A: RainStor's database has been deployed at a number of financial services organisations and the exact architecture depends on the business use-case. Financial institutions are driven by compliance regulations where they must retain transaction and trade data for specific timeframes and when data growth rates exceed the capacity of the existing database or data warehouse environment, they need a plan to enable ongoing storage and access at lower TCO. RainStor augments the data warehouse where you offload older data to a RainStor instance, retain the data at much lower cost and at the same time auto-expire data as compliance rules dictate. Without RainStor, you may have to put the data to offline tape which is not queryable, very difficult to reinstate and certainly not easy to auto-expire which impacts compliance regulations.

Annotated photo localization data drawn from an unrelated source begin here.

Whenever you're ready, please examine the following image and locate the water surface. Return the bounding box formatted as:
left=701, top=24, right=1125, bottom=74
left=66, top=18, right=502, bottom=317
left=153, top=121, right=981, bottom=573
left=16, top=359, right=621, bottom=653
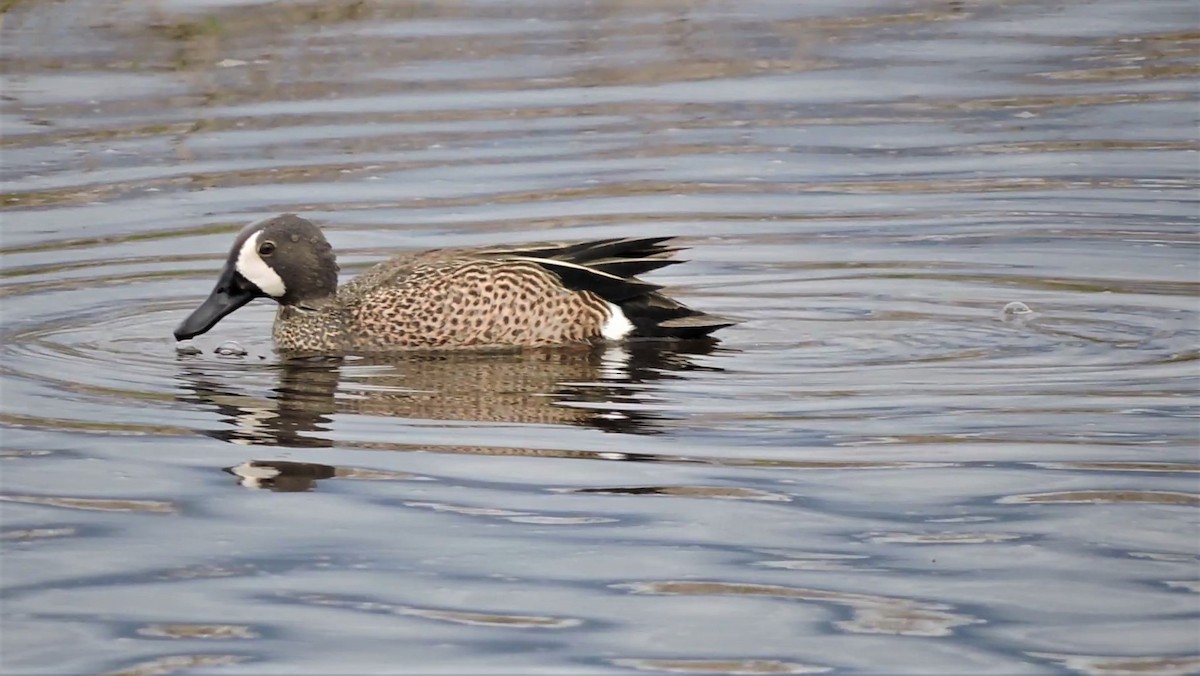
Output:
left=2, top=0, right=1198, bottom=673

A second use-case for financial institutions with RainStor is to land data from internal and external networks directly on a Hadoop based platform running RainStor's database. This could encompass customer behaviour activity with various online applications or trade and tick data that must be retained for specific time periods after the transactions take place. Because RainStor allows you to run queries via SQL or your favorite BI tool in addition to Hadoop MapReduce, your productivity levels improve in addition to overall costs being lowered. RainStor's query and analytics performance improves over standard Hadoop MapReduce because of the unique dynamic filtering capabilities giving you 10-100x faster response times.
Q: What's next for RainStor in terms of your business and technology directions?
A: RainStor continues to build out its business worldwide selling both directly and through its strategic partners helping large enterprises improve overall management and analytics of their critical data asset. RainStor is fast and easy to deploy and supports all enterprise standards that banks and financial services have come to expect which includes built-in security and availability as well as SQL and well-known BI tools. RainStor fundamentally believes that big data doesn't have to cost "Big Bucks" and when organisations need to reduce IT infrastructure costs, RainStor is a must-have. A key requirement for banking and financial institutions is greater control over the data being managed and RainStor's unique capability to auto-expire down to the record level makes it a unique fit for the industry.
RainStor continues to improve it's products focusing on it's unique combination of capabilities which include rapid data ingestion, compression, fast query and analysis, compliance, scale and overall ease-of-use providing a solution that has the lowest total cost.